I was recently truly inspired.
What usually inspires me? People that I witness going above and beyond, who think outside of the box, who go to a deeper level to care, understand, help or even make someone laugh. Usually it is a truly great business colleague, a neighbor lending a hand or an amazing athlete that blows my mind. I admit it: Even Oprah sometimes gets me when she steps up and does something, inspiring others along the way.
I was most recently inspired by the actions of four 10-year-old girls. Two of them were my own. Go figure. It was an unexpected, surprising and life-changing moment as a mom.

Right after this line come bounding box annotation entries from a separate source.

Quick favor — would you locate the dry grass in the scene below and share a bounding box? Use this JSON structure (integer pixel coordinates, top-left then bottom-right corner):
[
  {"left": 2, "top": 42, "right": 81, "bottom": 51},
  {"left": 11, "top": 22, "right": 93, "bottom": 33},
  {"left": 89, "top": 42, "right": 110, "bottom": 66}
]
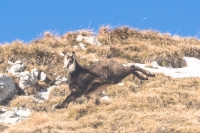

When you think of having children, or are lucky enough to have children, you think and go through all of these early phases -- cuddling, cuteness, the first day of school, tears, giggles, playing. I did not think beyond that, and with their act of kindness, I moved on to something new. With it, my children actually made me a better person, not just because of being a mom -- even though I truly feel that I am a better person since I became one -- but because they are coming up with their own ideas and inspiring others with them. They inspired me.
Flash back six months. My girls came home from fourth grade full of information about a charitable event they wanted to throw with two of their friends. The four girls knew what they wanted it to be called, they knew what they wanted to do, they knew what they wanted the event to look like and feel like and they know what they wanted to get done. They wanted to hold an event for small children and ask for the donation of a new teddy bear or a cash to get in. All proceeds would benefit a local homeless shelter. They pictured a hula hoop station, a bubble station, a bean bag toss where the children throw stuffed teddy bear beanie babies and win prizes, and they wanted temporary tattoos -- "Kids love tattoos, mom!"
Life is busy. School, sports, religion, family plans, vacations. All three moms were hearing the same thing: They want to hold this event. What about the event? Now they have pictures. Now they have a logo. Now they have costs for the things they want to do. They have a presentation to give to us to convince us. All without our help. Moving forward.
Don't judge us too harshly, even though I know you will; it's hard to come up with a time where several families can get together and work to build this "event" they want to do, around all of the other things that we have in the air. And especially to set a date for the event when all the families are free, without any of those many regular life interruptions. But they did not give up. They harassed and harangued each of us until it worked.
And so, "Care for a Teddy Bear" was born, established by the four 10-year olds who would not give up, despite mothers complaining we didn't have the time for six months. They held an event in a backyard in Riverside, CT, where small children could color teddy bears and write messages to kids in need, play beanie teddy toss, hula hoop and blow bubbles. They endured the rain, the thunder and even a tornado warning in our town, to make this event come off. They taught games, encouraged little ones, tattoo'd and tossed, guided and gamed. Kids came, they laughed, they played, and their parents generously donated to have them there.
I am inspired by my daughters and their friends for their persistence toward a goal -- they wanted to raise money and get stuffed animals to love for local kids in need. They were unrelenting. Their 10-year-old tenacity stood the test of time over one of the harshest obstacles you can find besides a run of bad luck to be homeless -- busy moms who think they might not have time to support every kid's seemingly crazy idea.
Thank God for that. I'm a better person because they inspired me to never give up for a cause you believe in.